On the BIS-11, current Meth users had higher scores than the other two groups across all eleven parcels, indicating greater impulsivity (Fig. 1a and b: RM-ANCOVA p < 0.0001). The scores of past Meth users were intermediate between those of current Meth users and controls on all but one parcel (“Live in the moment”). Hence, current Meth users had the highest scores while controls had the lowest scores, on both dimensions of the BIS-11 (Fig. 1c), cognitive impulsivity (1-way-ANCOVA-p = 0.003) and behavioral impulsivity (1-way-ANCOVA- p = 0.03), as well as on the BIS-11 total score (Fig. 1d: 1-way-ANCOVA-p < 0.0001). As previously shown in Meth users (Zhang et al. 2015), impulsivity measures (BIS-11 total score, cognitive and behavioral impulsivity) correlated with depressive symptoms on CES-D (Pearson correlations: r = 0.50–0.53, p < 0.0001, for all three impulsivity measures, data not shown).
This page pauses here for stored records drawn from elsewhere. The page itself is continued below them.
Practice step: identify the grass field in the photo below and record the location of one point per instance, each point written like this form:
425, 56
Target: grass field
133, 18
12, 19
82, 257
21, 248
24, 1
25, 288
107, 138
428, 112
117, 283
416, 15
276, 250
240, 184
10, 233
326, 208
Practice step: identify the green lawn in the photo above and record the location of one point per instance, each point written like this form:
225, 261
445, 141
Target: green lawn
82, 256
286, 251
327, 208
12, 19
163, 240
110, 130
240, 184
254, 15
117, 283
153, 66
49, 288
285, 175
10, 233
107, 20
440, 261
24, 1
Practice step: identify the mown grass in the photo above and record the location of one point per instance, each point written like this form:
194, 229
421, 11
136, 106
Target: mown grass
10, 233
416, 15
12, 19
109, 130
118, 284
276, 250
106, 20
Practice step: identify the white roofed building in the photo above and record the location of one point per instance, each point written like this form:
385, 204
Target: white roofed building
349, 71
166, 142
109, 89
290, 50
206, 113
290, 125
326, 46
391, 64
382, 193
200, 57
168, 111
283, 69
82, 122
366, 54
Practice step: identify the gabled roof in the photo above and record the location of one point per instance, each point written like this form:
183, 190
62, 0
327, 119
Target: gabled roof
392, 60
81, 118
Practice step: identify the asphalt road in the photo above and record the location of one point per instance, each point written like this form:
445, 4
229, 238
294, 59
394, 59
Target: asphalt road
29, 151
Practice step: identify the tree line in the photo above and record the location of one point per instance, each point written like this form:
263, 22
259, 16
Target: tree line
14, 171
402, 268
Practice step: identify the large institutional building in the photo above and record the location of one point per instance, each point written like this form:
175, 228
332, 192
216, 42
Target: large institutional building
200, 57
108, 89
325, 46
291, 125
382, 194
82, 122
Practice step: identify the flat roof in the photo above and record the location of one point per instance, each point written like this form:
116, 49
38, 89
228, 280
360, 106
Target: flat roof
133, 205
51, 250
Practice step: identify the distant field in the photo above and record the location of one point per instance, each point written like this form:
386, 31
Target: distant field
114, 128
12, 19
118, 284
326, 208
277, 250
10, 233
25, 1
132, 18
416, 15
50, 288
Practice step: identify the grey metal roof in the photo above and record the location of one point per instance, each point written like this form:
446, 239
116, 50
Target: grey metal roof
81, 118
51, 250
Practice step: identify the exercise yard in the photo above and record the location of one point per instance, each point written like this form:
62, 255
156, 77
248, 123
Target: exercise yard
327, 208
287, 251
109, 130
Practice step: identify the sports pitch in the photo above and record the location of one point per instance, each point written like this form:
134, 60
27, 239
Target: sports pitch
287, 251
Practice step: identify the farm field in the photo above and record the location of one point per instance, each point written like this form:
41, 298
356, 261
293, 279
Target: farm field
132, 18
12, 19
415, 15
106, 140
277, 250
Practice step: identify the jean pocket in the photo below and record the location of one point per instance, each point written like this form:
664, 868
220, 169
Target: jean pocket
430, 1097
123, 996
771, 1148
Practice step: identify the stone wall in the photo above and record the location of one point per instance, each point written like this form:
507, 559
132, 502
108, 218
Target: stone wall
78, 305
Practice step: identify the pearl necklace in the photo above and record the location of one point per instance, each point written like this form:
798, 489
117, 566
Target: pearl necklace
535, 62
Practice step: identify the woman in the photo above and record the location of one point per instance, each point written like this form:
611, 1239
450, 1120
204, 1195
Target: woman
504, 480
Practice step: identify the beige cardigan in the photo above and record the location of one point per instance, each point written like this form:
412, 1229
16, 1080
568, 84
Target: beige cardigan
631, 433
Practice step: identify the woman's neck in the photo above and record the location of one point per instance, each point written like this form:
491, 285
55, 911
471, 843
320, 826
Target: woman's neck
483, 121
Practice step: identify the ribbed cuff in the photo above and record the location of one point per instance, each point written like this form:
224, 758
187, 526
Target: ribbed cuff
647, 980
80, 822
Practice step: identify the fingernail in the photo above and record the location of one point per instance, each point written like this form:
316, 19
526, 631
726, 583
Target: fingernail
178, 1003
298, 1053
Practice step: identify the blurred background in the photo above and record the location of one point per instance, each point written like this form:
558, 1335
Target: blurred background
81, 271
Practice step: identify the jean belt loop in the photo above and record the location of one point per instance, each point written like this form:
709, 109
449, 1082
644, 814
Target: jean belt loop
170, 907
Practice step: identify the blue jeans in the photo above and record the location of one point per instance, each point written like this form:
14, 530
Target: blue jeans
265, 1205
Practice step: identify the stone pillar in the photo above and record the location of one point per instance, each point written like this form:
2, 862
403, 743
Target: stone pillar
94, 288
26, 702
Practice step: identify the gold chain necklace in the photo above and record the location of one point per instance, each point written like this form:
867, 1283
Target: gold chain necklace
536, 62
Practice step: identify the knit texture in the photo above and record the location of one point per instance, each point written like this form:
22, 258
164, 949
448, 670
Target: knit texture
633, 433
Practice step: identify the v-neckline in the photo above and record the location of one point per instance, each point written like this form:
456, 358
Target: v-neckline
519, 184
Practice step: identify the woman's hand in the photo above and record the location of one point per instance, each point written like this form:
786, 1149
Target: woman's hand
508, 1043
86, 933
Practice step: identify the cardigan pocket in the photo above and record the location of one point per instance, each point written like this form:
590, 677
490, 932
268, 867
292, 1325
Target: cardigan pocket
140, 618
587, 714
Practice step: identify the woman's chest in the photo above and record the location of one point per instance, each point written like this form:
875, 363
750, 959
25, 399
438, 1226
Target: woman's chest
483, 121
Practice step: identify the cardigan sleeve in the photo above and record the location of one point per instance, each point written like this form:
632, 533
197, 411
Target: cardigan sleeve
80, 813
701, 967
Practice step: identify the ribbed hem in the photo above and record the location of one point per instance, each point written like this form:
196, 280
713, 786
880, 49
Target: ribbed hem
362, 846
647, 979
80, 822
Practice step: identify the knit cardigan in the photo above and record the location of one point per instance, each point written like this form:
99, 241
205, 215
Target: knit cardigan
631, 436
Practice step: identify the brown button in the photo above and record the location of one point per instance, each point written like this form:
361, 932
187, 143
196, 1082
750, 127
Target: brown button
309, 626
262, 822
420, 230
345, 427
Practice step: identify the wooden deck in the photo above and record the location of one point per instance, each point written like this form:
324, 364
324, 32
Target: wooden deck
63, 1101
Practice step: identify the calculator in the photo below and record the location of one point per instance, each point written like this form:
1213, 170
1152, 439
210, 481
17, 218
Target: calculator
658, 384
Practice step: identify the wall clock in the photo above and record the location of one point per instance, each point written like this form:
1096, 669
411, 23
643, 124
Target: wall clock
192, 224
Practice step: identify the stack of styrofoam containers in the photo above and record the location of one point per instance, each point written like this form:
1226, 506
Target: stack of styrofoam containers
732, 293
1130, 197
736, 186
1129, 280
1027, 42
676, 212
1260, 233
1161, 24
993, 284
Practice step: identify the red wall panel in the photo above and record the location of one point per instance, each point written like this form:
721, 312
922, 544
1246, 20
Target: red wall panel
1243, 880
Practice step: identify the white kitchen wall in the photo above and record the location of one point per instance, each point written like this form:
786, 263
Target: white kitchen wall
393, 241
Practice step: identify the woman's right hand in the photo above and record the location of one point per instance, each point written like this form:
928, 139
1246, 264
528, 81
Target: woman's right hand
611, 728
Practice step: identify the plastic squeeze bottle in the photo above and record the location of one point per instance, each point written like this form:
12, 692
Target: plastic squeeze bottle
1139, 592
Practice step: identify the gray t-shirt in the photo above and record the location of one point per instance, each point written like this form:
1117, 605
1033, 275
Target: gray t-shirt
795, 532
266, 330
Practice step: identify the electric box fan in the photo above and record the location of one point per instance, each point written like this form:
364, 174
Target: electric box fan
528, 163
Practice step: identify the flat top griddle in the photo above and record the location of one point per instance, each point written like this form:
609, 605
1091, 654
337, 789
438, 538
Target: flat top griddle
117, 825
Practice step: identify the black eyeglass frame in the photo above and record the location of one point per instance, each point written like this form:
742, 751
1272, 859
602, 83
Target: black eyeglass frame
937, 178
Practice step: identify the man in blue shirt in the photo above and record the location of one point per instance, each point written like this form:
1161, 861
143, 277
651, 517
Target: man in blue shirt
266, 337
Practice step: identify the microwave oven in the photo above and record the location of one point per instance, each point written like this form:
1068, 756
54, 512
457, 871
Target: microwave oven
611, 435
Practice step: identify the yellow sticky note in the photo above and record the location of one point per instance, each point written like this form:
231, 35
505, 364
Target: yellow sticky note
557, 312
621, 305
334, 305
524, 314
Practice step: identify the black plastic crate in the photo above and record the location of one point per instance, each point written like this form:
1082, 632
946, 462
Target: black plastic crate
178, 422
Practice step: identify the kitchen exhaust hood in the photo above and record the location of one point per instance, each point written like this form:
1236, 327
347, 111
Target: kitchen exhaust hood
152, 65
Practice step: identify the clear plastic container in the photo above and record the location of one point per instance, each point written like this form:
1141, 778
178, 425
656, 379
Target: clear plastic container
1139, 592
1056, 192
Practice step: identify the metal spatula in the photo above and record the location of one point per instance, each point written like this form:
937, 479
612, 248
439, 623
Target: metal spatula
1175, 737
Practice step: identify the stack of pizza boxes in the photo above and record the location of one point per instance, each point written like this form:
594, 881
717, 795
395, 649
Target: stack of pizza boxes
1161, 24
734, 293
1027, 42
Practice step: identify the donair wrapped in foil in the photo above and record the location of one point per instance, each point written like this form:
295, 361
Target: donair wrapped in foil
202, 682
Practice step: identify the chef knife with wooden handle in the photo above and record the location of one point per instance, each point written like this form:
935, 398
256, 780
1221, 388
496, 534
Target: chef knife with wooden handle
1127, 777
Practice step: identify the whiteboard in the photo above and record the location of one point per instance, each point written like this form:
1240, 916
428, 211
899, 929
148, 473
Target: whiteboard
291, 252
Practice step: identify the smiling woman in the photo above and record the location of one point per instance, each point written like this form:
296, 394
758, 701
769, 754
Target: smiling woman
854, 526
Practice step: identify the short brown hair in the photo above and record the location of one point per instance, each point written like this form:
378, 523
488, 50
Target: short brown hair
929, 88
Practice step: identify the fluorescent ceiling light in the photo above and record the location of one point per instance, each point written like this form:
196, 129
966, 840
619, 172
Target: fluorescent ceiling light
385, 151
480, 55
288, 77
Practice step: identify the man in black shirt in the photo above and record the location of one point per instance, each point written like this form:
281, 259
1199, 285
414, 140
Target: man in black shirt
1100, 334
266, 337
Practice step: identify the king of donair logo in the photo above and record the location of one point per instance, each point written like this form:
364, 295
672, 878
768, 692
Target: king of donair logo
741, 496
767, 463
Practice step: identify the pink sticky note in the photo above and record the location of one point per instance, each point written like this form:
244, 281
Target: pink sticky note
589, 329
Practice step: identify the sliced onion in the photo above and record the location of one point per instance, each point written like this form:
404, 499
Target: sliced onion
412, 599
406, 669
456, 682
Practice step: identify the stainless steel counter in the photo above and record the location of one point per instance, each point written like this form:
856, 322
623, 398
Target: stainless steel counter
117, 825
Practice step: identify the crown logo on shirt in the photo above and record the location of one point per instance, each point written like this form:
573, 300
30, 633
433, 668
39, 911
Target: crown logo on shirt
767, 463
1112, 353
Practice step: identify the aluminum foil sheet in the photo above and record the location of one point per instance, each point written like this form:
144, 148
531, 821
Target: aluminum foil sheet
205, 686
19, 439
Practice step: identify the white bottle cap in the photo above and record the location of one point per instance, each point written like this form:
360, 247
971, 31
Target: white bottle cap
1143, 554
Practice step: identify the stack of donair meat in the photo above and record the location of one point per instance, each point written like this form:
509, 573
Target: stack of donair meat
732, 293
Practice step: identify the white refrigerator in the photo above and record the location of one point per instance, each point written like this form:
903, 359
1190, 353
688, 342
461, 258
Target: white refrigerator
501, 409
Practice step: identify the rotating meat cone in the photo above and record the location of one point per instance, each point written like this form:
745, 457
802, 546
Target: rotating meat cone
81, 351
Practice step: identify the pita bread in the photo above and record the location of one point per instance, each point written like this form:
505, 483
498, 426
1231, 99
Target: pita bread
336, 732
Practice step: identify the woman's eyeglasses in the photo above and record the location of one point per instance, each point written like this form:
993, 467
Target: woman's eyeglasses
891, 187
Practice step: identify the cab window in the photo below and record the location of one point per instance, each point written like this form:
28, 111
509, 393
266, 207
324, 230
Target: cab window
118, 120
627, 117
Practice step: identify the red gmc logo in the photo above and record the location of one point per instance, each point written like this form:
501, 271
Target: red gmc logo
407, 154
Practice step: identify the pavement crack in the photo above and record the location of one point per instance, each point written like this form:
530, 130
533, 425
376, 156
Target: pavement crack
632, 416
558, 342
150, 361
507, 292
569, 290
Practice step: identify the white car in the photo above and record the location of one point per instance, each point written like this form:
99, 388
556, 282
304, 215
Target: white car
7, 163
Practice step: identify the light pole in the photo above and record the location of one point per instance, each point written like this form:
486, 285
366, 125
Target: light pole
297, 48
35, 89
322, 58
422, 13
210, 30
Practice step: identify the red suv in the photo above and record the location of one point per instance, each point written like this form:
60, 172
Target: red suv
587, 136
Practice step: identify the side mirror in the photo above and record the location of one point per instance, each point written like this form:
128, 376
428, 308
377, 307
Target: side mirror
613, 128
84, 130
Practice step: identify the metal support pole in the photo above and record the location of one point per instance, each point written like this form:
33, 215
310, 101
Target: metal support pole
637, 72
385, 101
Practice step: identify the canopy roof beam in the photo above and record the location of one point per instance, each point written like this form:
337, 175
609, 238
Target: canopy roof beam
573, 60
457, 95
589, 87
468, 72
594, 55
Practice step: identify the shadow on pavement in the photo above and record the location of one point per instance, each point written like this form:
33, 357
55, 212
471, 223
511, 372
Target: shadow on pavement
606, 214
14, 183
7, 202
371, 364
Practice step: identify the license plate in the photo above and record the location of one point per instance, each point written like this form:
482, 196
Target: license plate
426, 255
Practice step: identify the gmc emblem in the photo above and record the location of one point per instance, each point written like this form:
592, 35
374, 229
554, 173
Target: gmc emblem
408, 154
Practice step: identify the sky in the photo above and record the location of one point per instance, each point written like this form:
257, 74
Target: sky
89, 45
Group differences on the BIS-11 total score, but not on the cognitive and behavioral dimensions of the BIS-11, remained significant when CES-D was added as a covariate. In current users, the average amount of daily Meth used correlated with the BIS-11 total score (Fig. 1e: r = 0.65, p = 0.003) and behavioral impulsivity (r = 0.75, p = 0.0006, data not shown). Two-way ANCOVA showed significant main effects of group (p = 0.002) and daily Meth used (p = 0.008) on the BIS-11 total score.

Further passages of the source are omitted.